5. The device according to claim 1, and comprising control logic,
which is configured to accept first commands from a host processor
specifying addresses for reading and writing of the data in the
array of the RAM cells, and to accept second commands, which cause
the computational section to perform the associative computation on
the data.
6. The device according to claim 5, wherein the second commands are
memory-mapped to the addresses in the array of the RAM cells.
7. The device according to claim 1, wherein the first columns
comprise first bit lines, each first column comprising a respective
first bit line coupled to the RAM cells in the first column and a
respective sense amplifier coupled to the first bit line, and
wherein each second column comprises a respective second bit line,
which is coupled to the respective sense amplifier of at least one
of the first columns.
8. The device according to claim 7, wherein the RAM cells and
associative memory cells are arranged in respective first and
second rows, and wherein the sense amplifiers are configured to
transfer the data simultaneously via the bit lines between the RAM
cells in one of the first rows and all of the associative memory
cells in one of the second rows.
9. The device according to claim 1, wherein the first columns are
mutually spaced by a predetermined first pitch, and wherein the
second columns are mutually spaced by a second pitch, which is
equal to the first pitch.
10. The device according to claim 1, wherein each of the
associative memory cells comprises a storage cell, for holding a
data bit, and compare logic, for performing a comparison between
the data bit and a respective bit value of a comparand, and wherein
the second columns comprise respective tag cells, such that a tag
cell in each second column is coupled to receive a result of the
comparison from the compare logic and to write a new bit value to
the storage cell of at least one of the associative memory cells in
the second column responsively to the comparison.

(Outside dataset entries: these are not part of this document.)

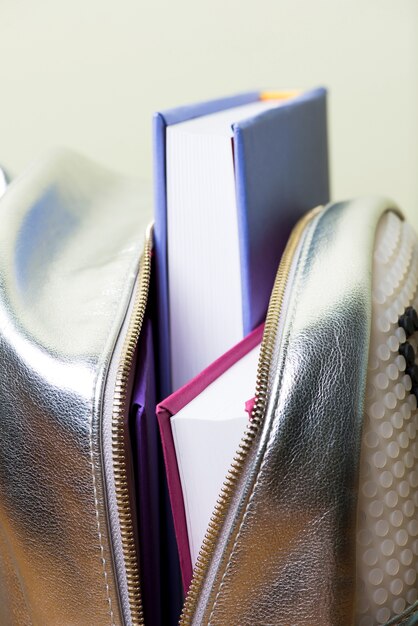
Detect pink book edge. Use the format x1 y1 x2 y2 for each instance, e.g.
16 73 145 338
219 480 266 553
157 324 264 593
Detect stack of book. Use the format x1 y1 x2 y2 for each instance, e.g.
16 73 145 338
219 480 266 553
130 88 329 624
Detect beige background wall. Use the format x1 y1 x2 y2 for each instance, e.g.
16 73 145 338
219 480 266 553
0 0 418 226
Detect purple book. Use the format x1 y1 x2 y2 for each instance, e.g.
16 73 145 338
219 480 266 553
130 318 182 626
154 88 329 399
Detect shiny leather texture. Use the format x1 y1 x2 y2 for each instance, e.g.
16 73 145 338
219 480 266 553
192 198 400 626
0 152 150 626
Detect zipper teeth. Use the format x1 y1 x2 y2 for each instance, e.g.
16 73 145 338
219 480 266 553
180 207 322 626
112 227 152 626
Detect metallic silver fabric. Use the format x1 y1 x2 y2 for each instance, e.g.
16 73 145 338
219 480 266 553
0 153 150 626
193 198 400 626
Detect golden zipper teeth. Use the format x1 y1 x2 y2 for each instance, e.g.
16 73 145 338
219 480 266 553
180 207 322 626
112 222 152 626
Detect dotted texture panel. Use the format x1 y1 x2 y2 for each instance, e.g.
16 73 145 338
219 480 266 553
356 213 418 626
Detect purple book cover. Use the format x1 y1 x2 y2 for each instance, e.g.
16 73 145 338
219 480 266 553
130 317 182 626
154 88 329 399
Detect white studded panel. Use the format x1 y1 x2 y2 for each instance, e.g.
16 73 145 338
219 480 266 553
356 213 418 626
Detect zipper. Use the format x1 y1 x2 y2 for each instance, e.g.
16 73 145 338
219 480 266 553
180 206 323 626
112 225 152 626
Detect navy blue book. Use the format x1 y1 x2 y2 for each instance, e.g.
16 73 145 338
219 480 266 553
154 88 329 399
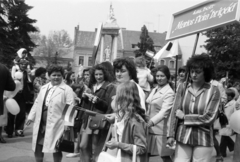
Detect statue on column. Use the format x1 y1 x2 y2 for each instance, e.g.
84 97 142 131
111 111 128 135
104 46 111 61
107 4 116 23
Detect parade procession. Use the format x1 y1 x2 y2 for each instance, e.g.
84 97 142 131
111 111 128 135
0 0 240 162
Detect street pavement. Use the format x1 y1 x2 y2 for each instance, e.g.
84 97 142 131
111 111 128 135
0 127 233 162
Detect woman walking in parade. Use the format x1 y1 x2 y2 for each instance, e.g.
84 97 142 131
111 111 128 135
26 65 74 162
106 81 147 162
168 54 220 162
80 64 115 162
147 65 174 162
113 57 146 111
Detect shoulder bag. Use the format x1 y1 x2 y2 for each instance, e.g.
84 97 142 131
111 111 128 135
97 122 137 162
56 127 74 153
89 114 107 130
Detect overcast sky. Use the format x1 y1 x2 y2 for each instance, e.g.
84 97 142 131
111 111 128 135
25 0 204 39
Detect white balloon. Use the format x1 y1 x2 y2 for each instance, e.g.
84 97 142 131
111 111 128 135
14 71 23 79
229 110 240 134
5 98 20 115
4 80 22 98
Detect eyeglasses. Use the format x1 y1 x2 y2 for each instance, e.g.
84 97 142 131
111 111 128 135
190 69 203 74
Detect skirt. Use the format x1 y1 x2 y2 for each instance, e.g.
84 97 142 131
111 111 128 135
148 133 174 156
80 118 99 134
233 134 240 162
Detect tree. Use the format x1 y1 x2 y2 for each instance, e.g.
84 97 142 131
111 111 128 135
0 0 37 67
31 30 73 64
134 25 156 67
204 23 240 79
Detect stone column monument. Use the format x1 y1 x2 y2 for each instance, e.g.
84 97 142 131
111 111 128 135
100 4 120 62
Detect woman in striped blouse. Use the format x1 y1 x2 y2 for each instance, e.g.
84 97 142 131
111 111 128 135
167 54 220 162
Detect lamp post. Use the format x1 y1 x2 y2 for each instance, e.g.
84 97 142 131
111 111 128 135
54 52 58 65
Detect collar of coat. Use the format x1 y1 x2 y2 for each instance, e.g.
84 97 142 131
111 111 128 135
187 82 211 96
154 84 171 94
42 81 66 90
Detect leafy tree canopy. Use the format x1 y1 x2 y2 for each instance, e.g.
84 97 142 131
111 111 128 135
30 30 73 64
204 23 240 80
0 0 38 67
134 25 156 68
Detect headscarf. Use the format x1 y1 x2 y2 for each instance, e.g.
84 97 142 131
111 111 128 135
17 48 27 58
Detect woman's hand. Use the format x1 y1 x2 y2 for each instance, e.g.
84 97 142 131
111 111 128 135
167 137 175 147
106 141 119 149
148 120 154 128
26 120 33 126
105 114 115 123
92 96 98 103
75 97 81 104
176 110 185 119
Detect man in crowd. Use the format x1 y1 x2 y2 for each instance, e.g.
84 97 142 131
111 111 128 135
0 64 16 143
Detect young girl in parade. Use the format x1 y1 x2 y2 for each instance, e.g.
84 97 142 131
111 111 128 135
105 81 147 162
135 57 153 97
12 48 30 78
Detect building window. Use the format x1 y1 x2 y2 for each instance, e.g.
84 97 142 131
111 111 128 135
88 57 92 66
78 56 84 65
169 60 174 69
160 60 165 65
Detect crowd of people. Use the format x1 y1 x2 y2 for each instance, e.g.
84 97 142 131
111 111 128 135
0 49 240 162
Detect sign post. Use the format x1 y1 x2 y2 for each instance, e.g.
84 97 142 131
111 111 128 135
166 0 240 40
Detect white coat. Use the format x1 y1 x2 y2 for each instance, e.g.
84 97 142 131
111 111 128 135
28 82 74 153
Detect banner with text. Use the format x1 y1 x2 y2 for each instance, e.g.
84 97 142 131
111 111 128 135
167 0 240 40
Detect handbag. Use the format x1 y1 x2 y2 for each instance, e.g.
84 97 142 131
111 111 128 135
219 112 228 127
56 127 74 153
219 127 234 136
97 121 139 162
89 114 107 130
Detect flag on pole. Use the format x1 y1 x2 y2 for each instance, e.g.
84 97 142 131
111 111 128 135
62 104 77 123
92 23 102 66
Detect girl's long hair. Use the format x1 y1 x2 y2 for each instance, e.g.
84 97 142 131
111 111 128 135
89 64 111 88
115 81 147 122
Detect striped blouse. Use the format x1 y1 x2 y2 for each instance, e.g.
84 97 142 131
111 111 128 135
168 83 220 147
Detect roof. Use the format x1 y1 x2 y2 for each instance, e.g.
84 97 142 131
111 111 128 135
74 31 96 47
74 29 167 51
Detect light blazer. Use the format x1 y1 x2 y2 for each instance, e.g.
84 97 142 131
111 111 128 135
28 82 74 153
147 84 174 135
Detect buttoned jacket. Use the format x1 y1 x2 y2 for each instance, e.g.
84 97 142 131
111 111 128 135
28 82 74 153
147 84 174 135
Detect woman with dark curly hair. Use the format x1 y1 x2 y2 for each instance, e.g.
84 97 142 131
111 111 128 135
33 67 47 101
80 64 115 162
105 81 147 162
66 72 75 87
113 57 146 110
26 65 74 162
168 54 220 162
146 65 174 162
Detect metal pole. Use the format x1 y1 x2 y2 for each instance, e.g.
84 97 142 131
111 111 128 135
184 33 199 93
175 55 178 92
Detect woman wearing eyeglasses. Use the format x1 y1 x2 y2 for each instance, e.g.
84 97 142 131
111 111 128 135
167 54 220 162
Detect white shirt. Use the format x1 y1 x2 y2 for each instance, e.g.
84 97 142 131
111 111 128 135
45 84 56 107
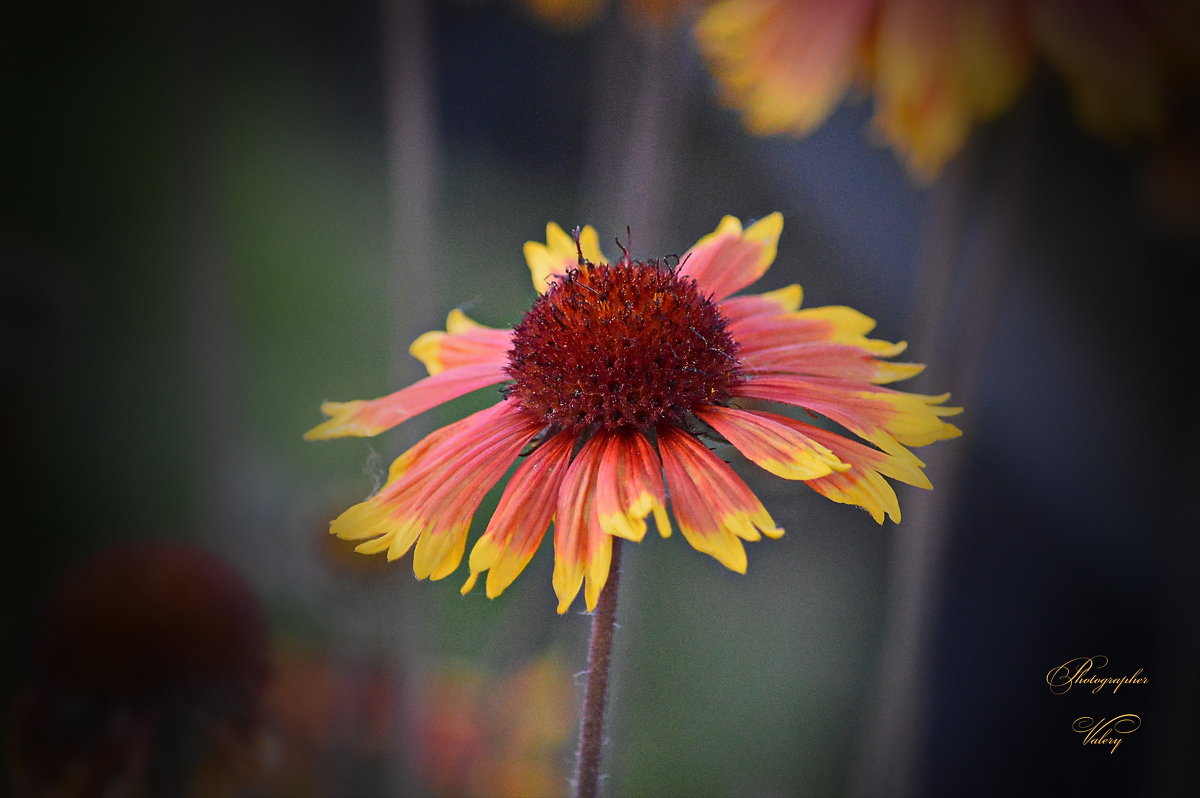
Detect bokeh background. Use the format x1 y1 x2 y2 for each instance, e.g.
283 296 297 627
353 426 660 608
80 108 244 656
0 0 1200 797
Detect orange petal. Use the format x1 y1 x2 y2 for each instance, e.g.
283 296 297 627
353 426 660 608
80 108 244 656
679 211 784 301
330 402 541 580
720 283 804 324
408 310 512 374
524 222 606 294
462 432 575 599
696 406 850 479
304 362 508 440
659 427 784 574
736 374 962 454
1030 0 1166 139
740 342 925 384
730 305 904 356
791 421 932 523
552 430 612 614
595 432 671 541
696 0 878 136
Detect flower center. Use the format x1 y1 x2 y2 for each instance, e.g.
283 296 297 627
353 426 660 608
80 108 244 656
508 257 742 431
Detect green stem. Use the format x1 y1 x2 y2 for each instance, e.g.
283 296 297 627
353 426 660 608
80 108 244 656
575 538 620 798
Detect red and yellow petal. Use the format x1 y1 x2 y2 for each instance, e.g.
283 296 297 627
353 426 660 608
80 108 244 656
552 431 612 614
730 305 905 358
462 432 575 599
659 427 784 574
696 0 878 136
696 406 850 480
791 421 932 523
595 431 671 542
719 283 804 324
524 222 607 294
330 402 541 580
679 211 784 301
304 361 509 440
742 342 925 385
737 374 962 454
1028 0 1166 140
408 308 512 374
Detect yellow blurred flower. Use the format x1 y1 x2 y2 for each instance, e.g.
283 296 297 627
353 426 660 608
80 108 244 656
696 0 1200 179
420 655 575 798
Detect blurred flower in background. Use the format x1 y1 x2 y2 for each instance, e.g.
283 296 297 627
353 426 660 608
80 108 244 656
416 654 576 798
696 0 1200 179
8 544 268 798
306 212 959 613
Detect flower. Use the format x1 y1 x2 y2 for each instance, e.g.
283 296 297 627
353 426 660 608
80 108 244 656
7 542 268 797
307 212 960 612
696 0 1198 179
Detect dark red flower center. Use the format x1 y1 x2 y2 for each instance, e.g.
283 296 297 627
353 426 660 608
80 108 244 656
508 257 742 431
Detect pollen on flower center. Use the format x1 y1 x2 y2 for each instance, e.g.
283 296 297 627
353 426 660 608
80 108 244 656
508 257 742 431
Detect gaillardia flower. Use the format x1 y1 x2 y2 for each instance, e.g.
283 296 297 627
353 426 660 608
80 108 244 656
306 214 959 612
696 0 1200 179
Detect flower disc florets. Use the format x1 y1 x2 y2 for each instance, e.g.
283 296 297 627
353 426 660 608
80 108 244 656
508 257 742 431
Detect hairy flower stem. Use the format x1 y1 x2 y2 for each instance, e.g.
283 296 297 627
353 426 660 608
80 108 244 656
575 538 620 798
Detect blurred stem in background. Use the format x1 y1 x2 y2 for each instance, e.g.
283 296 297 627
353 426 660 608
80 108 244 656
575 11 690 798
850 101 1034 798
364 0 445 794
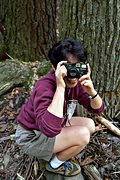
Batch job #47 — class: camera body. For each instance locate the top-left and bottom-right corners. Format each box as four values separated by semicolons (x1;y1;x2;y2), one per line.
64;63;87;78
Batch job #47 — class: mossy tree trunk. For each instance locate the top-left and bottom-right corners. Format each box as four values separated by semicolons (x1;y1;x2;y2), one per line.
0;0;56;61
58;0;120;117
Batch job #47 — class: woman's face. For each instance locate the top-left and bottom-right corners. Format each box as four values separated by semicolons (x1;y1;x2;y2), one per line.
64;55;78;88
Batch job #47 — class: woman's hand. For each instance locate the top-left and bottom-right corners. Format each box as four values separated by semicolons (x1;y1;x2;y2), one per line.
55;61;67;88
79;64;96;96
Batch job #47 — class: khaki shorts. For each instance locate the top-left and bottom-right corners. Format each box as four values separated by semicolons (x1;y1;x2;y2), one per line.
15;125;55;161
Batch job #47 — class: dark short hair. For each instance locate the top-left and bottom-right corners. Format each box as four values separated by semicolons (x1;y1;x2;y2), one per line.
48;39;87;68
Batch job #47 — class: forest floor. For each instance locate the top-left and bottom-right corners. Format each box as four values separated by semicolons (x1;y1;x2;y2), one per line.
0;87;120;180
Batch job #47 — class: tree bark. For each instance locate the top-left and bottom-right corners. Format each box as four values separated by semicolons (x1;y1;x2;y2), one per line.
0;0;57;61
58;0;120;117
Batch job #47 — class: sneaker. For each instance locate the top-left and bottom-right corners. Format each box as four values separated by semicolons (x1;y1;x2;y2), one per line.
46;159;81;177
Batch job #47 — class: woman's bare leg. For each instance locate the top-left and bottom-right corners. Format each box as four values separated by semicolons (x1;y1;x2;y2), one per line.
53;117;95;161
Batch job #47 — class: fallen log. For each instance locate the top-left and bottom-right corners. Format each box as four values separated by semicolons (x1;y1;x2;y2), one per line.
95;116;120;137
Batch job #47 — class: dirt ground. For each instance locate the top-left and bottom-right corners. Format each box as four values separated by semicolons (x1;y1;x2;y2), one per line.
0;87;120;180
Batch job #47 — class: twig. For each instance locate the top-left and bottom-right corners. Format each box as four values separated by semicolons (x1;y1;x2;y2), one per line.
96;116;120;137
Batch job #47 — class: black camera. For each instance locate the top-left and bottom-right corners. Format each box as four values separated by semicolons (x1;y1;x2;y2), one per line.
64;63;87;78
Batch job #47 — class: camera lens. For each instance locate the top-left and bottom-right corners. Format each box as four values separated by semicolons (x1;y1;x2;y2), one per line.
70;68;77;77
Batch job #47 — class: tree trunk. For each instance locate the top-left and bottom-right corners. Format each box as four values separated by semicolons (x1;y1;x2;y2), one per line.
0;0;56;61
58;0;120;117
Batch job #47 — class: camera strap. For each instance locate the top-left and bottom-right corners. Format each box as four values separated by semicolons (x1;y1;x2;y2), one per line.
64;86;71;126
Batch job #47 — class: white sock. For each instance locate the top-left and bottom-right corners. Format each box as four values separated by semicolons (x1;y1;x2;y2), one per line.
50;156;65;168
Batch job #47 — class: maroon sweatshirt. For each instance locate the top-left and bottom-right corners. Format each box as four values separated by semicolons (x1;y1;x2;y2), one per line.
17;70;104;137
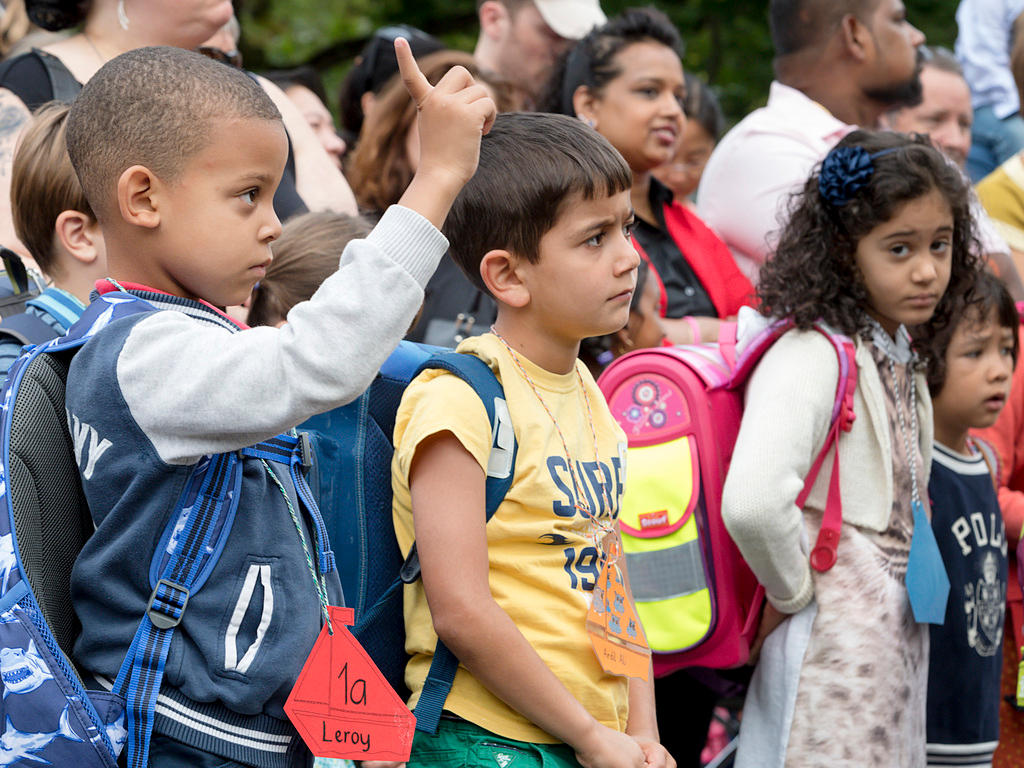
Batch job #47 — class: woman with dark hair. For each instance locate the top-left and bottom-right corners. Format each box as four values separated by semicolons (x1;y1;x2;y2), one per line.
0;0;355;245
653;72;725;211
541;8;754;343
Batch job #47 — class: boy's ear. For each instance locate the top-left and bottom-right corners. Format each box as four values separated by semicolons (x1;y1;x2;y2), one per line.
480;249;529;308
476;0;511;42
572;85;597;128
54;211;103;265
118;165;163;229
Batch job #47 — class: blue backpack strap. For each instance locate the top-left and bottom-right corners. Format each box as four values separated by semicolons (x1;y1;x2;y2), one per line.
25;287;85;331
114;452;242;768
0;312;60;346
400;352;518;733
114;434;334;768
242;432;337;575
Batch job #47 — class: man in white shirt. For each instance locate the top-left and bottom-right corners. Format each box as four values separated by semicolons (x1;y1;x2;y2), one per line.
882;46;1024;301
956;0;1024;181
473;0;607;109
697;0;925;283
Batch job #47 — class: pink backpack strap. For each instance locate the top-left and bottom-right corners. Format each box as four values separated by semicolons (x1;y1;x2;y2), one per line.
718;321;736;371
797;326;857;572
723;318;857;571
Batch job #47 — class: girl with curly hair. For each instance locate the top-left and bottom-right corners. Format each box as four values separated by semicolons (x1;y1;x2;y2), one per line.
722;131;981;768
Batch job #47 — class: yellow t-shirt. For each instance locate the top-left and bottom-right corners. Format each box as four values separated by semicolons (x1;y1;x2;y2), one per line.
391;334;629;743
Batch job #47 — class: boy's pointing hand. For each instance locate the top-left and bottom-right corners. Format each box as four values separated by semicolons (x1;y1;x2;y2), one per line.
394;38;498;202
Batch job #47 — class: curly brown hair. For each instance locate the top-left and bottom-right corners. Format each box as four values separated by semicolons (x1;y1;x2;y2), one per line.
758;131;982;351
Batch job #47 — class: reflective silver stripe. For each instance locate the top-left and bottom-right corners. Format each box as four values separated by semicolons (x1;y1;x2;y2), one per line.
626;540;708;603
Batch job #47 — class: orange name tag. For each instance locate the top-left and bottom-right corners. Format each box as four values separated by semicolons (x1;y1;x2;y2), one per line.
285;606;416;762
587;557;650;680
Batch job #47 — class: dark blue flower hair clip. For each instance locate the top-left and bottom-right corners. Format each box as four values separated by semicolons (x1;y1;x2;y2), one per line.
818;146;899;208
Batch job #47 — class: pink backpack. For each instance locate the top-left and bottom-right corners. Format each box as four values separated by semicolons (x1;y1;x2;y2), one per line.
598;319;857;677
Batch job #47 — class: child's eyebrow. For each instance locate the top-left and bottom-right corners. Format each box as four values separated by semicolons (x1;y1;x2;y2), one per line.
241;172;271;184
884;224;953;240
577;213;618;237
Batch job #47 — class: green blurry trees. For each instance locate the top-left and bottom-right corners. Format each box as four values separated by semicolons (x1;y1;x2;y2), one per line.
236;0;956;122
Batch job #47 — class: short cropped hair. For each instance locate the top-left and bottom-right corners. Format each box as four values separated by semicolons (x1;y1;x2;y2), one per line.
68;47;281;221
768;0;879;56
444;112;633;291
246;211;370;327
10;101;95;278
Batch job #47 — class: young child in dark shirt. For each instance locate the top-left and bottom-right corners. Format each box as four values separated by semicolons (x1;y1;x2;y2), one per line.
927;273;1020;765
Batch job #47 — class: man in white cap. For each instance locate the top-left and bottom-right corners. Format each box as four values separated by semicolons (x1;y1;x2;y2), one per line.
473;0;607;109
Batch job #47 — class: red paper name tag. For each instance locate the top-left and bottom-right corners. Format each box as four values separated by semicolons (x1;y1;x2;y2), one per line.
587;557;650;680
285;606;416;762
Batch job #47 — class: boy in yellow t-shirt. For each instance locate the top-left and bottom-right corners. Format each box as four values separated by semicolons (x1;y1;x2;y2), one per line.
392;114;675;768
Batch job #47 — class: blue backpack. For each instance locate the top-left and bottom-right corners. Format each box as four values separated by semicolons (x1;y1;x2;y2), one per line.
0;293;333;768
299;341;517;733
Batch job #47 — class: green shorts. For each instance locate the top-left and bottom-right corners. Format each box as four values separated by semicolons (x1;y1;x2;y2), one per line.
408;718;580;768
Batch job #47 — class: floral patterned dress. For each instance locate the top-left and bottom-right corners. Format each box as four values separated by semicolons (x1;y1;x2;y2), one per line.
737;329;929;768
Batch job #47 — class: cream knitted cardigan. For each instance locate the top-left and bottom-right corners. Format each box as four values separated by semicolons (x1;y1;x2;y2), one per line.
722;331;933;613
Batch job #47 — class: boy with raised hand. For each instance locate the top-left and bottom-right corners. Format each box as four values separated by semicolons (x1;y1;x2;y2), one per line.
67;41;495;768
392;114;675;768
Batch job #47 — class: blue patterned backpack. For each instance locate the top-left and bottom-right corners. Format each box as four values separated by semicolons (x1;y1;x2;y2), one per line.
0;293;329;768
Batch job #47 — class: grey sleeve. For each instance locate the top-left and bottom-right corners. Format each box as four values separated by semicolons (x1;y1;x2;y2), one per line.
117;206;447;464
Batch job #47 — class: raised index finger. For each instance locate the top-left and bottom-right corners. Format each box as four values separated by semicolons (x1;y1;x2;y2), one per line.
394;37;434;106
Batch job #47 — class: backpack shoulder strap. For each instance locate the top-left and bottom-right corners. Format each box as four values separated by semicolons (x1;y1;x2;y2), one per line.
401;352;518;733
114;452;242;768
0;312;60;346
797;323;857;572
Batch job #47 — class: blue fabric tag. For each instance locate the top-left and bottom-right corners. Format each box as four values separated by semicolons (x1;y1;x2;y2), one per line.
906;501;949;624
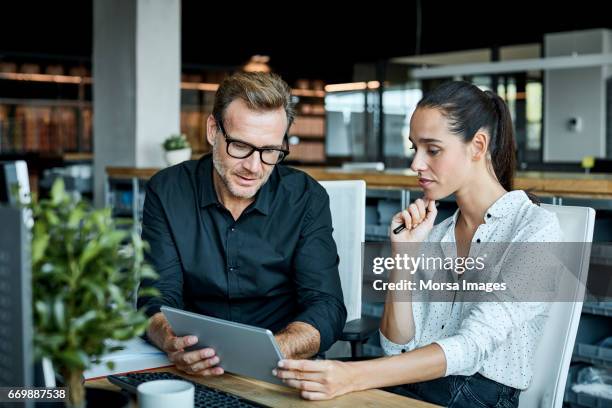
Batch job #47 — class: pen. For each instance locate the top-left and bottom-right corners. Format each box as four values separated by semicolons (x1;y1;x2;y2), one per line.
393;201;440;235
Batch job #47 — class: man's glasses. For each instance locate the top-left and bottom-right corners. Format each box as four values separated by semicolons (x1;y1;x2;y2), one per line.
217;120;289;165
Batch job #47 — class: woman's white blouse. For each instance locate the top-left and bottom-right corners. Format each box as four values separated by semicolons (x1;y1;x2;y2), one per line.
380;190;562;389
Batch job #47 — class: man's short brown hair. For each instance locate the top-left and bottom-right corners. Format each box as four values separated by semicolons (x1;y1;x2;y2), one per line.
213;72;295;129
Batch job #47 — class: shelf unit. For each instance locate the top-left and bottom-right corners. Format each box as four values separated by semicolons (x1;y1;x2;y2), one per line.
0;72;325;163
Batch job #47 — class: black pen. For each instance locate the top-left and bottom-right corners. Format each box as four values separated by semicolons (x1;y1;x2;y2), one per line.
393;201;440;235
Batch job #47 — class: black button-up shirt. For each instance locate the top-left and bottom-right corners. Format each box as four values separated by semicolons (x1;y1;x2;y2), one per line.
138;155;346;352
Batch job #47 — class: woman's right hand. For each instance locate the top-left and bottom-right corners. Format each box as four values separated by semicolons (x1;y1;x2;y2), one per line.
389;198;438;243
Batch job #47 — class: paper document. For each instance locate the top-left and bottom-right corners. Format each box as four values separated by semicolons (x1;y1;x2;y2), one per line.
83;337;173;380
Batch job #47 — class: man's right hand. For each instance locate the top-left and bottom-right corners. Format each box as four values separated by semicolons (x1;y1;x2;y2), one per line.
147;313;223;376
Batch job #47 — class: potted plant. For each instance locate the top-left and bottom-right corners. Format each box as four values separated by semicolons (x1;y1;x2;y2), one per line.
163;133;191;166
31;179;157;407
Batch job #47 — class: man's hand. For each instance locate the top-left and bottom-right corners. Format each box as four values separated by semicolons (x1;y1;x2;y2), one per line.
274;322;321;359
272;360;364;400
147;313;223;376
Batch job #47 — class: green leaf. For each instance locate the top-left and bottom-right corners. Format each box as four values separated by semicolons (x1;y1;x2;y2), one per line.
53;296;66;330
70;310;98;331
51;177;66;205
32;234;51;264
79;240;104;270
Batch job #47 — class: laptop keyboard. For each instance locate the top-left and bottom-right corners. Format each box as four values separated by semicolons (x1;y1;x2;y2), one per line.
108;372;265;408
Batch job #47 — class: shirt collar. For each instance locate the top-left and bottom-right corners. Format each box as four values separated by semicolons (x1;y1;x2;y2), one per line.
452;190;529;225
198;154;280;215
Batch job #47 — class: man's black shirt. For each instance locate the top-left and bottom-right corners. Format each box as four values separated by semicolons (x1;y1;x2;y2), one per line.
138;155;346;352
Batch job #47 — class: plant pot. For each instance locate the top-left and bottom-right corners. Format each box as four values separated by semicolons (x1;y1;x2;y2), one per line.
165;147;191;166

11. The device according to claim 10, wherein the tag cells are
coupled to transfer and receive data bits to and from the tag cells
in neighboring columns, so as to apply a shift to the data.
12. The device according to claim 1, wherein the associative memory
cells are arranged in multiple rows and columns, and wherein the
computational section comprises a comparand register, for holding a
comparand, and is configured to make a comparison between the data
held in each of the columns and the comparand, and to write data
bits to one or more of the associative memory cells responsively to
a result of the comparison.
13. The device according to claim 12, wherein the computational
section comprises a mask register, for holding a mask, and is
configured to limit the comparison to the rows that are indicated
by the mask.
14. The device according to claim 12, wherein the computational
section is configured to write the data bits, responsively to the
result of the comparison, so as to shift the data bits along at
least one of the rows of the associative memory cells.
15. The device according to claim 14, wherein the data stored in
the array of the RAM cells comprise a sequence of data words, and
wherein the computational section is configured to read, compare
and shift the data bits in the data words so as to transpose the
data words from a row-wise to a column-wise orientation.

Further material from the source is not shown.